What are my rights if I have been forced from my rental due to mold and health issues?

I am almost 6 months pregnant and I have a 6 year that has asthma. I believe there is mold growing in my bathroom and my apartment has a musty smell. I contacted my landlord and she was rude and didn’t seem to care about it; she told me it was fine. My doctor does not want me staying there and I haven’t been but I have been paying rent. What do I do?

Asked on October 19, 2011 under Real Estate Law, Ohio

Answers:

M.D., Member, California and New York Bar / FreeAdvice Contributing Attorney

Answered 9 years ago | Contributor

You may be able to terminate your lease based on the presence of mold in your rental unit. If the condition is severe enough you may be able to claim what is called "constructive eviction". If there is mold that has caused you health issues to the point that you had to move out, you might well be able to terminate your lease (an obtain a refund of your security deposit) and have a legal claim for any costs you incur as a result (such a motel, etc.).
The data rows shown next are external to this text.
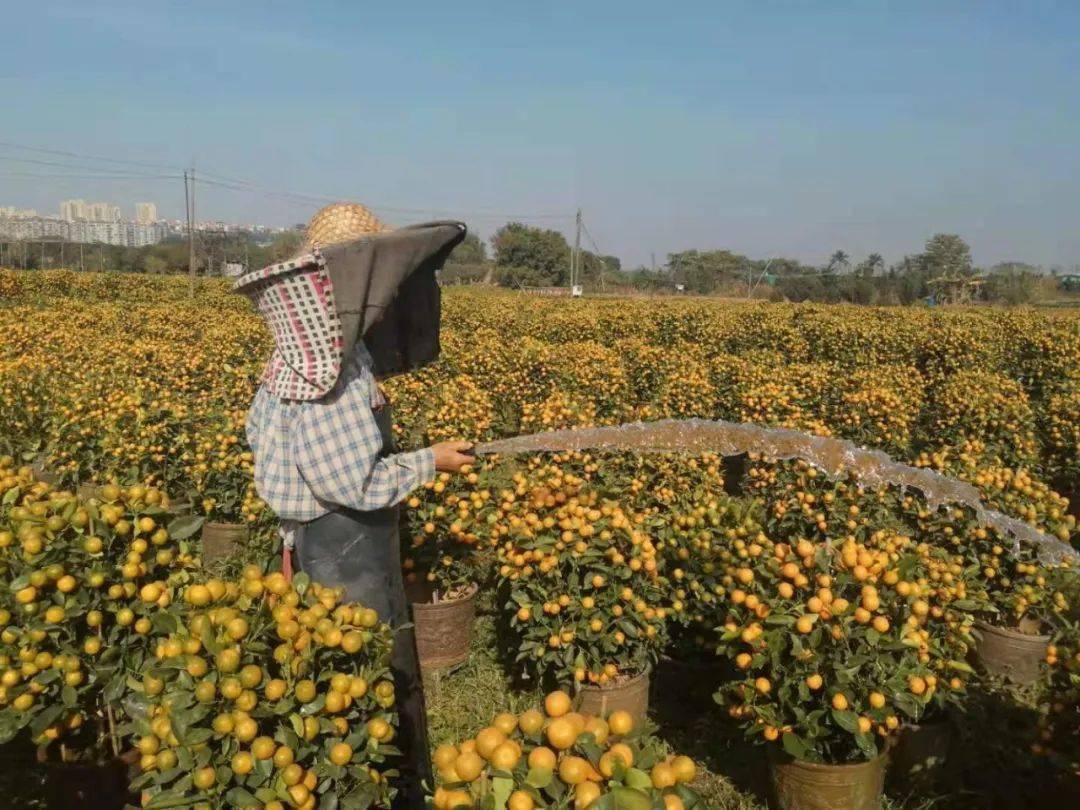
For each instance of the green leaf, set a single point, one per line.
(240, 797)
(539, 779)
(501, 787)
(185, 526)
(794, 745)
(865, 743)
(847, 719)
(301, 581)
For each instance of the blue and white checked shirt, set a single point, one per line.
(313, 456)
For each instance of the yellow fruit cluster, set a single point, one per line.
(269, 689)
(550, 755)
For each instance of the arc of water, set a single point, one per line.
(832, 456)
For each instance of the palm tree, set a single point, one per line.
(837, 261)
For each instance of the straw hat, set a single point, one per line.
(355, 279)
(342, 221)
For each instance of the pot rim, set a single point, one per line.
(634, 680)
(1009, 633)
(472, 594)
(781, 757)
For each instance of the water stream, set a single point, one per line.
(835, 457)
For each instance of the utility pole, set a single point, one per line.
(576, 264)
(189, 203)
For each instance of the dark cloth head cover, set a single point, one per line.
(380, 288)
(387, 294)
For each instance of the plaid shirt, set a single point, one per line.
(313, 456)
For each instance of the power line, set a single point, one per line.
(69, 176)
(234, 184)
(89, 157)
(238, 185)
(127, 172)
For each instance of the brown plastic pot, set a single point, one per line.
(920, 753)
(88, 785)
(630, 696)
(444, 630)
(1010, 653)
(220, 540)
(685, 689)
(801, 785)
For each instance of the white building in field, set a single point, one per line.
(146, 212)
(80, 211)
(131, 234)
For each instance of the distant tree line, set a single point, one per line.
(526, 256)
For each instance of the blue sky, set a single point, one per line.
(770, 129)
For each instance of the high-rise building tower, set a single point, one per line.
(146, 213)
(73, 211)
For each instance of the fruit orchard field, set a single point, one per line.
(832, 618)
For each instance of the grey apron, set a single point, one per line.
(361, 552)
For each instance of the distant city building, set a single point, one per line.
(72, 211)
(80, 211)
(100, 223)
(146, 213)
(130, 234)
(17, 213)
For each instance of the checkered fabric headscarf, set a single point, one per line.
(296, 299)
(358, 280)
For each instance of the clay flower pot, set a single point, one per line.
(444, 630)
(801, 785)
(920, 752)
(1010, 653)
(630, 696)
(220, 540)
(88, 785)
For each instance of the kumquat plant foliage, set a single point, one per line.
(264, 692)
(554, 757)
(828, 620)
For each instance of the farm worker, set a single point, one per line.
(362, 302)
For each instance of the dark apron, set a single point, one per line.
(361, 552)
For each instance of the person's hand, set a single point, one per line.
(451, 456)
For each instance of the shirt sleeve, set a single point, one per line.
(336, 445)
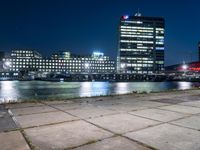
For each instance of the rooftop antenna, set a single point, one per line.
(138, 14)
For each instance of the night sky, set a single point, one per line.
(82, 26)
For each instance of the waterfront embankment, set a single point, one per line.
(165, 120)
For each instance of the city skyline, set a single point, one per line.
(82, 27)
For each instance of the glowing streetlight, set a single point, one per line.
(185, 67)
(7, 65)
(87, 65)
(123, 66)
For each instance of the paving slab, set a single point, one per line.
(57, 102)
(90, 112)
(148, 104)
(181, 109)
(168, 101)
(122, 123)
(6, 121)
(65, 135)
(13, 141)
(190, 122)
(189, 98)
(168, 137)
(193, 104)
(22, 105)
(123, 107)
(115, 143)
(64, 107)
(43, 119)
(157, 114)
(31, 110)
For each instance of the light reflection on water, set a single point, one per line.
(29, 90)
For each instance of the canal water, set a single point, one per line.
(43, 90)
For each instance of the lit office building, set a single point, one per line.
(141, 45)
(24, 60)
(199, 50)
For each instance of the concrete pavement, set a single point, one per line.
(166, 121)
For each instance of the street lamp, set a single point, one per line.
(185, 67)
(87, 65)
(7, 64)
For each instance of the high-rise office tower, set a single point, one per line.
(199, 51)
(141, 45)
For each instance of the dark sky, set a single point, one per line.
(84, 25)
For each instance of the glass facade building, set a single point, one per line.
(141, 45)
(26, 60)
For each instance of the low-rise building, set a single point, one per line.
(63, 61)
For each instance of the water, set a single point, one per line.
(42, 90)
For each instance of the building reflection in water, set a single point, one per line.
(122, 88)
(184, 85)
(8, 91)
(94, 89)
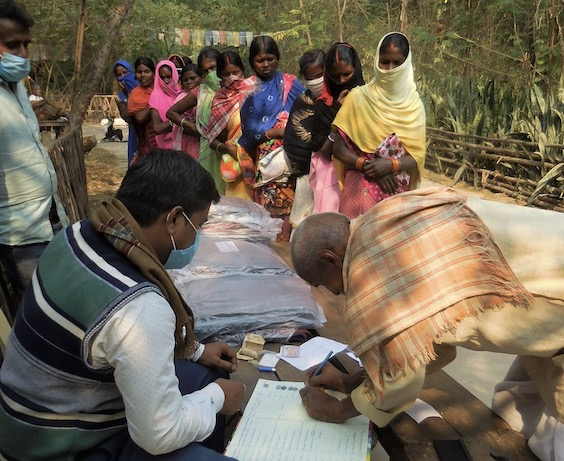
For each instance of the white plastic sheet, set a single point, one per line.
(235, 287)
(235, 218)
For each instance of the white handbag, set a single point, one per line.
(274, 165)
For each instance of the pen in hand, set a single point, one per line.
(322, 364)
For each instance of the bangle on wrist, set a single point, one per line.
(359, 164)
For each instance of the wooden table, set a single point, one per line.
(58, 126)
(464, 416)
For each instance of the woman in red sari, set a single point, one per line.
(138, 105)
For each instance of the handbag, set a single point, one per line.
(274, 165)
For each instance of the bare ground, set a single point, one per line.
(104, 176)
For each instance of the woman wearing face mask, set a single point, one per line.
(165, 92)
(264, 115)
(298, 134)
(138, 106)
(224, 124)
(125, 76)
(343, 72)
(185, 140)
(378, 164)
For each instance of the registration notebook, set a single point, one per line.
(276, 427)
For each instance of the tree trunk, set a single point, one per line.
(403, 17)
(78, 47)
(88, 87)
(306, 22)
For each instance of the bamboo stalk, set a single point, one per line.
(490, 139)
(499, 150)
(496, 157)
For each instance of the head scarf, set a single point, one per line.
(129, 80)
(331, 89)
(138, 99)
(388, 104)
(270, 101)
(326, 107)
(225, 103)
(163, 95)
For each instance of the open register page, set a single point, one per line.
(276, 427)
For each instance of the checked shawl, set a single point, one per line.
(416, 264)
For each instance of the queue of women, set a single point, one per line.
(338, 144)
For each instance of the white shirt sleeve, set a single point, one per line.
(138, 342)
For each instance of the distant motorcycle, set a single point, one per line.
(112, 134)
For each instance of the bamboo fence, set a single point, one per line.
(520, 169)
(67, 156)
(101, 105)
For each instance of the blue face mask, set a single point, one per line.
(13, 68)
(177, 259)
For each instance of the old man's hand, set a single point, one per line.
(322, 406)
(329, 378)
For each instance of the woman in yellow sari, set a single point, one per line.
(224, 125)
(382, 131)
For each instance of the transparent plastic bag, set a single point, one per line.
(249, 289)
(235, 218)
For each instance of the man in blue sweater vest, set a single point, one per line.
(102, 363)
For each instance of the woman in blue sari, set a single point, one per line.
(264, 115)
(125, 76)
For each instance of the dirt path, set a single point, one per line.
(107, 162)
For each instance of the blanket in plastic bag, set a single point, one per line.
(235, 287)
(235, 218)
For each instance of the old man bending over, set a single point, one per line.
(421, 269)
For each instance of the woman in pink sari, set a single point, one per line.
(165, 91)
(182, 140)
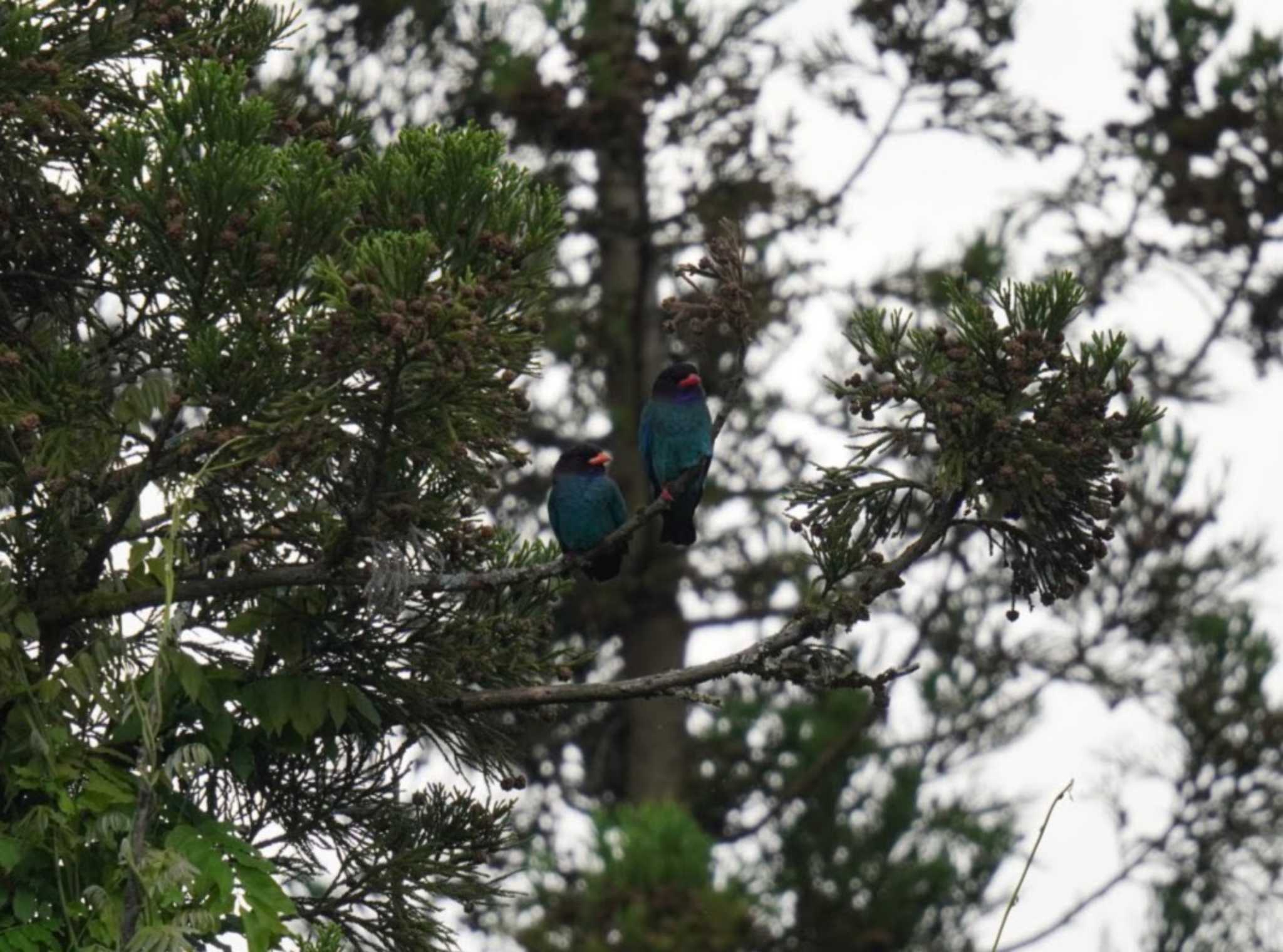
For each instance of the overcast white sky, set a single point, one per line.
(929, 193)
(1069, 56)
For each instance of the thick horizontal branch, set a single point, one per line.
(806, 623)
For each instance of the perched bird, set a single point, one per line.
(677, 433)
(586, 506)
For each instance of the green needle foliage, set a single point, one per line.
(253, 378)
(1014, 420)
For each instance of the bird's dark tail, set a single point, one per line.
(605, 567)
(679, 525)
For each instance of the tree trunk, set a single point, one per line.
(655, 631)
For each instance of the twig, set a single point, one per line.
(1015, 893)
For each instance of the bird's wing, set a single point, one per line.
(645, 442)
(619, 509)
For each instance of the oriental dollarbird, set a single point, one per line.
(677, 433)
(586, 506)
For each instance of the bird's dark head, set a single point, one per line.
(583, 458)
(678, 381)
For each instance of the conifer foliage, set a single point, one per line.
(253, 374)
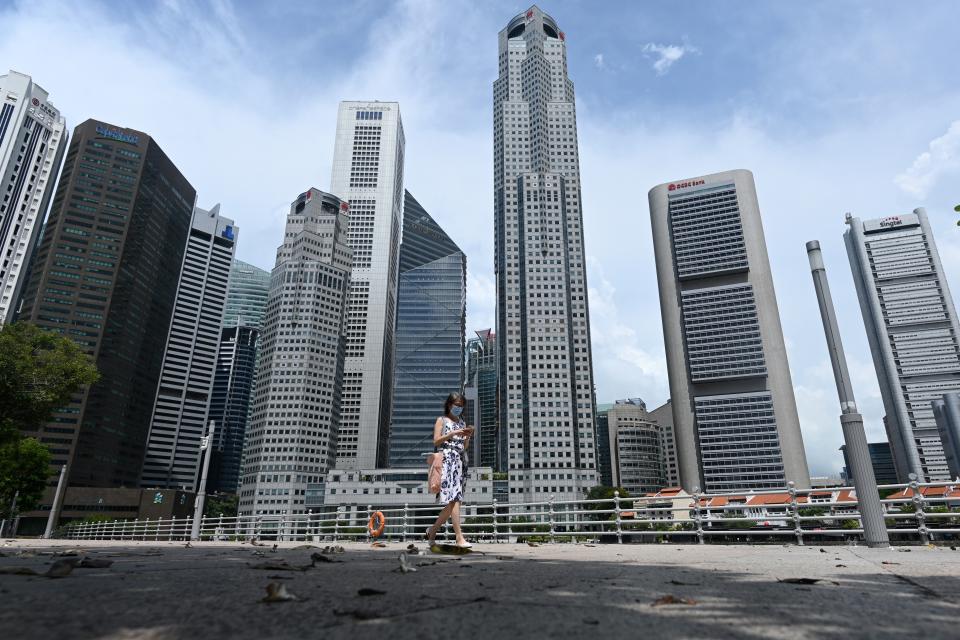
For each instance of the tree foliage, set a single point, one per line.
(24, 469)
(221, 504)
(39, 371)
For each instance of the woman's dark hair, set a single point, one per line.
(452, 399)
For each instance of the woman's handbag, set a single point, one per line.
(434, 471)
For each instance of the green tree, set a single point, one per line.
(39, 371)
(218, 504)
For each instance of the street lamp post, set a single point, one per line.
(868, 498)
(57, 501)
(206, 444)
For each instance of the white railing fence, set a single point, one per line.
(927, 512)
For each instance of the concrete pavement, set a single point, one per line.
(162, 591)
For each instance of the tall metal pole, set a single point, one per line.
(868, 498)
(206, 444)
(57, 501)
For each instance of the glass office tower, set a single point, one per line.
(431, 321)
(106, 275)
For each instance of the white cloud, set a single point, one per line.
(626, 367)
(942, 158)
(481, 301)
(667, 55)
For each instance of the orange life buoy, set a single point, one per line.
(375, 531)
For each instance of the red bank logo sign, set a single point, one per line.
(892, 221)
(673, 186)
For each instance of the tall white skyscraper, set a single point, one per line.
(33, 137)
(913, 331)
(291, 442)
(735, 415)
(543, 325)
(368, 173)
(186, 380)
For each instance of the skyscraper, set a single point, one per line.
(482, 375)
(605, 454)
(912, 328)
(637, 461)
(881, 459)
(106, 275)
(182, 405)
(663, 416)
(368, 173)
(230, 404)
(33, 136)
(247, 293)
(543, 325)
(292, 438)
(735, 415)
(431, 320)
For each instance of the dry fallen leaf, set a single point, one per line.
(94, 563)
(405, 566)
(277, 592)
(806, 580)
(319, 557)
(61, 568)
(672, 599)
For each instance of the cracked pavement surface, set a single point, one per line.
(161, 591)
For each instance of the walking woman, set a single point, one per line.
(451, 437)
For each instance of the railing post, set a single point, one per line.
(616, 507)
(367, 526)
(552, 523)
(795, 512)
(918, 503)
(697, 515)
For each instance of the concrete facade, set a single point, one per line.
(663, 416)
(637, 462)
(106, 275)
(33, 137)
(182, 405)
(912, 328)
(543, 325)
(292, 438)
(368, 173)
(726, 357)
(947, 412)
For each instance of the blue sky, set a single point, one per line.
(835, 106)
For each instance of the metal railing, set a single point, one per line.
(758, 516)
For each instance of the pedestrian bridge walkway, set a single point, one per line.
(174, 590)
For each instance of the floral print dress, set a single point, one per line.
(453, 479)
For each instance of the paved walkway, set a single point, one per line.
(162, 591)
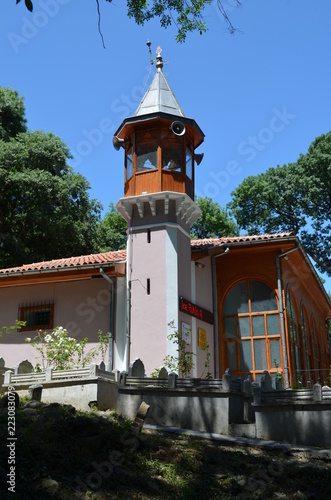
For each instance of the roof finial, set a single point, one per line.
(159, 62)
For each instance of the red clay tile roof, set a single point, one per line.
(209, 243)
(70, 262)
(120, 255)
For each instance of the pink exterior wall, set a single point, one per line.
(148, 312)
(203, 296)
(80, 306)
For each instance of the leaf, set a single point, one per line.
(29, 5)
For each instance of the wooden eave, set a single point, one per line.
(129, 125)
(59, 275)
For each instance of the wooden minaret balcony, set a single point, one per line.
(159, 143)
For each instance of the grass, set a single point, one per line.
(64, 454)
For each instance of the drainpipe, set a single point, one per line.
(111, 320)
(216, 343)
(281, 312)
(128, 299)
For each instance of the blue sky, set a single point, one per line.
(260, 96)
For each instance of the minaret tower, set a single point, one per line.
(159, 142)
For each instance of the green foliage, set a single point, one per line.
(111, 231)
(45, 210)
(183, 362)
(12, 114)
(214, 221)
(294, 197)
(186, 16)
(61, 352)
(7, 330)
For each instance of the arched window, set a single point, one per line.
(325, 371)
(295, 346)
(316, 351)
(307, 350)
(252, 329)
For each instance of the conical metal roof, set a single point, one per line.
(159, 102)
(159, 98)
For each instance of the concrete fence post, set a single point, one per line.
(48, 374)
(7, 379)
(226, 380)
(172, 380)
(317, 392)
(257, 394)
(123, 376)
(93, 370)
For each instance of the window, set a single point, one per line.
(146, 157)
(129, 165)
(172, 156)
(294, 339)
(324, 373)
(37, 317)
(316, 352)
(189, 165)
(307, 374)
(252, 329)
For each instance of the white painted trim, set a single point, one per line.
(161, 225)
(194, 321)
(171, 283)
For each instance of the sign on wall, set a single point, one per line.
(196, 311)
(202, 338)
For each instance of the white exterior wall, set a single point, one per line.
(83, 307)
(202, 295)
(166, 262)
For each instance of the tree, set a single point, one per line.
(12, 114)
(187, 16)
(45, 210)
(295, 197)
(214, 221)
(111, 231)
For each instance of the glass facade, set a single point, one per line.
(252, 329)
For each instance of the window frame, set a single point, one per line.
(37, 308)
(253, 339)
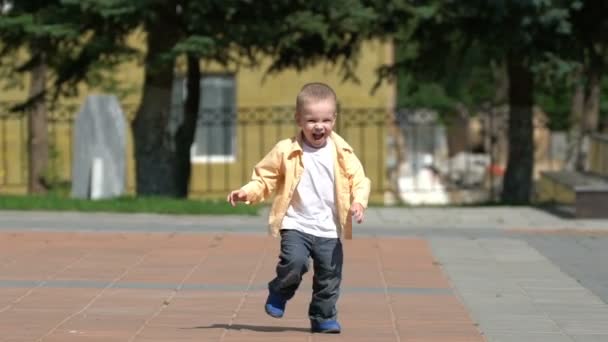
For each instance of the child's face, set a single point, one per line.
(316, 119)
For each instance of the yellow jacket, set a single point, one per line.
(281, 169)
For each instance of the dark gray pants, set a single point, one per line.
(326, 253)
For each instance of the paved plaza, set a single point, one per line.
(428, 274)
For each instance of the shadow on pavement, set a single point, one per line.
(259, 328)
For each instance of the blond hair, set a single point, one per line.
(315, 91)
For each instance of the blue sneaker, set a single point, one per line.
(275, 305)
(326, 327)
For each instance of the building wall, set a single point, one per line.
(254, 89)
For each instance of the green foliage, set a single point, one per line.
(160, 205)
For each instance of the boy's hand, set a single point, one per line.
(237, 196)
(356, 209)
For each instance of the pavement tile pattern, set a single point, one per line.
(84, 286)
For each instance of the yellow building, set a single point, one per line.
(223, 154)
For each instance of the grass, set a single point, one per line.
(127, 204)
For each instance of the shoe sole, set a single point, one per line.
(329, 331)
(273, 315)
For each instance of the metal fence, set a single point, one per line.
(411, 156)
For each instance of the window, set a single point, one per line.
(215, 135)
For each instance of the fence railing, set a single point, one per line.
(407, 154)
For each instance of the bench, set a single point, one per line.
(586, 192)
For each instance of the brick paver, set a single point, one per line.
(77, 286)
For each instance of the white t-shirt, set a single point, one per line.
(312, 209)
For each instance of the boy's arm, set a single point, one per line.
(264, 177)
(360, 185)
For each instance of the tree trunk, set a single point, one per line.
(38, 136)
(575, 134)
(153, 139)
(185, 132)
(591, 113)
(517, 183)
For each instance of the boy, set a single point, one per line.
(319, 184)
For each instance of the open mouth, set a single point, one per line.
(318, 136)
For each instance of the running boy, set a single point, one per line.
(319, 185)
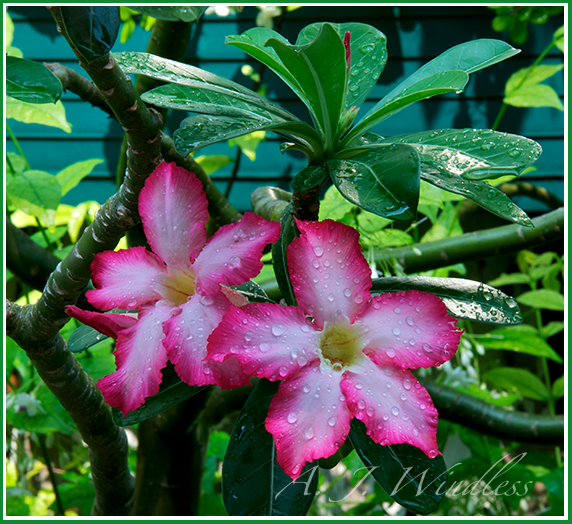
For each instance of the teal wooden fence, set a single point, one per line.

Additionally, there is the potential for you to recover your attorney's fees, if any.  Any documentation that you may have will add to the strength of your claim (e.g. your doctor's note, photos, health department inspection, etc). However, a high standard of proof is required for making a case for constructive eviction.

In the alternative, you can claim that there has been a breach of the "warranty of habitability". This is essentially a guarantee that is implied in every residential lease. Accordingly, a tenant must be given a safe and sanitary premises in which to live. You have several options regarding such a breach. You can: terminate your lease (and get the return of security deposit); withhold rent until the repair is made; or make the repair yourself and the deduct the cost from your rent. The presence of mold would qualify as such a breach. Again proof is key (although there is a somewhat lesser standard required the for constructive eviction).

At this point, you need to consult directly with an attorney in your area. Speak with one who specializes in landlord-tenant matters. At the very least, contact a tenants' right advocacy group. If you attempt any of the above remedies you must be certain of your rights under applicable state law. The consequences of wrongfully using self-help measures could cost you.